Arts & Crafts Homes & Designs
Arts & Crafts Inspired Designs from Southland Log Homes
Southland Log Homes, provider of America’s Favorite Log Home™, is pleased to announce a new agreement with The Stickley Museum at Craftsman Farms, the former home of early twentieth century designer Gustav Stickley. Stickley was a major proponent of the American Arts and Crafts movement, which emphasized the value and beauty of well-crafted design that used natural materials and was in harmony with the environment.
To quote from Stickley’s magazine, The Craftsman (November 1911): “There are elements of intrinsic beauty in the simplification of a house built on the log cabin idea. First, there is the bare beauty of the logs themselves with their long lines and firm curves.

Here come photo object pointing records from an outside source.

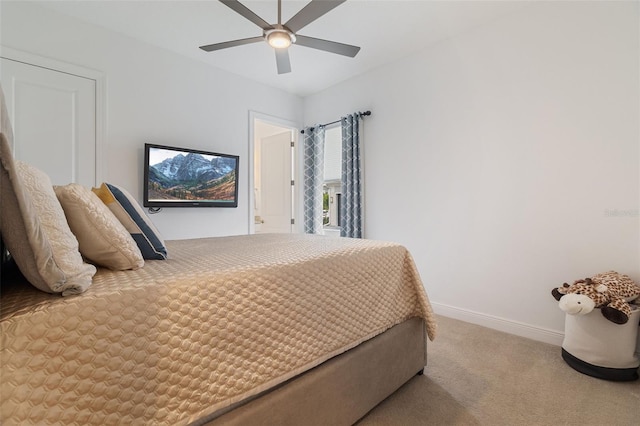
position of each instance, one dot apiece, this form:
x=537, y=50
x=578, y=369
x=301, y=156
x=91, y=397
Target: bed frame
x=341, y=390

Then there is the open charm felt of the structural features which are not hidden under plaster and ornament, but are clearly revealed, a charm felt in Japanese architecture….The quiet rhythmic monotone of the wall of logs fills one with the rustic peace of a secluded nook in the woods.”
Southland and The Stickley Museum will work together to develop a portfolio of Arts and Crafts-inspired log home designs, which will be marketed and manufactured by Southland. Southland and The Stickley Museum will also work together on a number of initiatives to support The Stickley Museum’s mission of demonstrating the continuing relevance of the values exhibited by the work of Gustav Stickley and the Arts and Crafts movement. In 1911, Gustav Stickley designed and built a log home which can be viewed today at Craftsman Farms in Morris County, New Jersey.
“We are pleased to be able to offer log home designs inspired by the vision of Gustav Stickley as part of our comprehensive library of custom-designed plans”, says Ken Sekley, CEO of Southland Log Homes. “The natural materials and environmentally harmonious design principles advocated by Stickley are especially important in today’s world, and are completely consistent with Southland’s ongoing focus on green home designs and building practices.”